L’Italia cresce, anche se a fatica, ma continua a restare il fanalino di coda dell’Unione Europea. 
Dall’altra parte dell’Oceano il rialzo dei tassi da parte della Fed sembra sempre più vicino e intanto Apple supera i 133 dollari per azione, toccando un nuovo record.
Puntuale ogni lunedì la review dei mercati su Yellow Channel: scopriamo cosa è successo nel mondo economico e sui mercati finanziari la scorsa settimana e quali sono gli eventi importanti da segnare sull'agenda, attesi dagli investitori e dagli operatori di mercato.

L’Italia, seppur con fatica, cresce

L’ultimo dato del PIL (dato relativo al quarto trimestre 2016 annualizzato e corretto per i fattori stagionali) segnala una progressione dell’1% rispetto al 2015 (1% vs 2%). Nel mentre l’OCSE rivede le stime di crescita per il nostro Paese, portandole all’1% anche per il 2017 e attendendosi un calo del debito al 132.7% del PIL. Secondo le ultime stime della Commissione Europea la crescita italiana è tra le più basse d’Europa.

Da segnalare il via libera ricevuto dalla Camera all'attuazione del decreto “salva-risparmio” con cui verranno stanziati 20 miliardi per le ricapitalizzazioni necessarie al sistema bancario, in modo da procedere con il successivo smaltimento dello stock di crediti deteriorati.

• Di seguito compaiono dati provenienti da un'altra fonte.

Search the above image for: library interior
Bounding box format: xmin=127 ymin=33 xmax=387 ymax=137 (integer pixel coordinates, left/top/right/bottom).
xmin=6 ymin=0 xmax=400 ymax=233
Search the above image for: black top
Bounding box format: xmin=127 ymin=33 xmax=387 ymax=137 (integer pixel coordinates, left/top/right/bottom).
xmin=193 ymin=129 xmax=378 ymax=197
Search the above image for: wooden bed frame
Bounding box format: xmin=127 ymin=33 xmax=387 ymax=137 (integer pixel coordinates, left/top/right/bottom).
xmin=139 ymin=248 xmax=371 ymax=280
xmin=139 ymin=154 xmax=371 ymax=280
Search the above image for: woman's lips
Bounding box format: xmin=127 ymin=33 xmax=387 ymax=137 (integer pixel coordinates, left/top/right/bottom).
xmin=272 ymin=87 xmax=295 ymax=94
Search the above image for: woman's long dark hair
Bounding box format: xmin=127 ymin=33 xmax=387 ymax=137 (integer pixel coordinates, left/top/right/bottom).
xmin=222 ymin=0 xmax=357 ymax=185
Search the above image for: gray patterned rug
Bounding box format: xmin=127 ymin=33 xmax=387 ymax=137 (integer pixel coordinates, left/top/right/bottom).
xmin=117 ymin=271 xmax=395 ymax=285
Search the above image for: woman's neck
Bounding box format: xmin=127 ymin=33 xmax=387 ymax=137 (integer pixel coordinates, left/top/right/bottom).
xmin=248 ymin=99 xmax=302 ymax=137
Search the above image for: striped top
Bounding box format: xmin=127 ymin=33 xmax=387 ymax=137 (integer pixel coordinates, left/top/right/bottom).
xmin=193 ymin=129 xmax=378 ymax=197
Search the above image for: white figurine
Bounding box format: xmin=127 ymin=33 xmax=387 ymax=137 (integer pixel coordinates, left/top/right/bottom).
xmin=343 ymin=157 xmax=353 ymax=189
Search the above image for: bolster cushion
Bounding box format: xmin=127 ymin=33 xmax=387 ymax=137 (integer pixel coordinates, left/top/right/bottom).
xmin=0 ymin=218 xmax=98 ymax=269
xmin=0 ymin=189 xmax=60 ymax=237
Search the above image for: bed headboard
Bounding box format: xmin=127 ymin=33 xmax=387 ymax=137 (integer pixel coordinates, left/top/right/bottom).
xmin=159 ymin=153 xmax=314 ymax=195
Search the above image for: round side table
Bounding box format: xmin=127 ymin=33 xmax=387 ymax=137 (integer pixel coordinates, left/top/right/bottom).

Il rialzo dei tassi della Fed sembra sempre più vicino

La probabilità che la Fed alzi i tassi entro l’estate è sempre più alta, in virtù delle ultime parole del Fed Chairman. Il presidente Janet Yellen ha dichiarato: “sarebbe imprudente attendere troppo a lungo per alzare nuovamente i tassi d’interesse ed attuare così una politica restrittiva”. Le attese per il rialzo alla prossima riunione di marzo si attestano intorno al 57%.

C’è chi sale e c’è chi scende

Apple batte un nuovo record, il prezzo per azione supera i 133 dollari per azione. Sui mercati si parla di una possibile acquisizione di Opel da parte dei francesi di Peugeot.  In Giappone da segnalare il crollo di Toshiba a seguito di un’importante svalutazione dell’attività nucleare svolta negli USA e che ha portato alle dimissioni il presidente della società: gli analisti si attendono una perdita di circa 6 miliardi di euro. Twitter ha chiuso il quarto trimestre con un rosso di quasi 170 milioni di dollari. I conti deludenti fanno affondare il titolo, che perde in Borsa quasi il 10%.

Come sono andati i mercati?

Per la seconda settimana consecutiva i mercati azionari tengono nonostante la Fed pronta ad alzare i tassi d’interesse: l’indice americano S&P 500 si avvia in chiusura di settimana con un nuovo record storico, superando i 20mila miliardi di capitalizzazione. L’Europa insegue il resto del mondo, ed il FTSE Mib si accoda anche se le previsioni della Commissione Europea sono poco lusinghiere.

In linea con uno scenario di graduale accelerazione dell’attività economica, salgono i rendimenti e quindi soffrono le obbligazioni. Il cambio Euro/Dollaro USA è rimasto stabile rispetto alla settimana scorsa: le parole della Yellen in merito ad un possibile rialzo già a marzo non hanno pesato sulla valuta americana.


L’agenda della settimana

  • Europa: dati importanti in uscita la prossima settimana per la zona euro. In agenda è previsto il rilascio dei numeri relativi all'indice PMI, ovvero l’indice dei direttori agli acquisti, sia del settore manifatturiero che di quello dei servizi. Il dato sarà molto utile per capire se l’economia europea sta rallentando oppure prosegue il suo periodo di espansione. Un altro appuntamento di rilievo è la pubblicazione del dato relativo all' inflazione del mese di gennaio. In Germania c’è attesa per la pubblicazione dei numeri del Pil del quarto trimestre del 2016 e dell’indice IFO sulla fiducia delle aziende tedesche, locomotiva dell’economia europea.
  • USA: i dati di rilievo per la prossima settimana sono quelli del settore real estate, ed in particolare i numeri relativi alla vendita di case nuove e di abitazioni esistenti. In agenda anche l’indice di fiducia del Michigan e l’indice PMI.
  • Giappone e Emergenti: tempo di conoscere il PMI anche per il Giappone; sarà pubblicato infatti il dato preliminare di febbraio. La Banca centrale del Brasile prenderà le proprie decisioni di politica monetaria.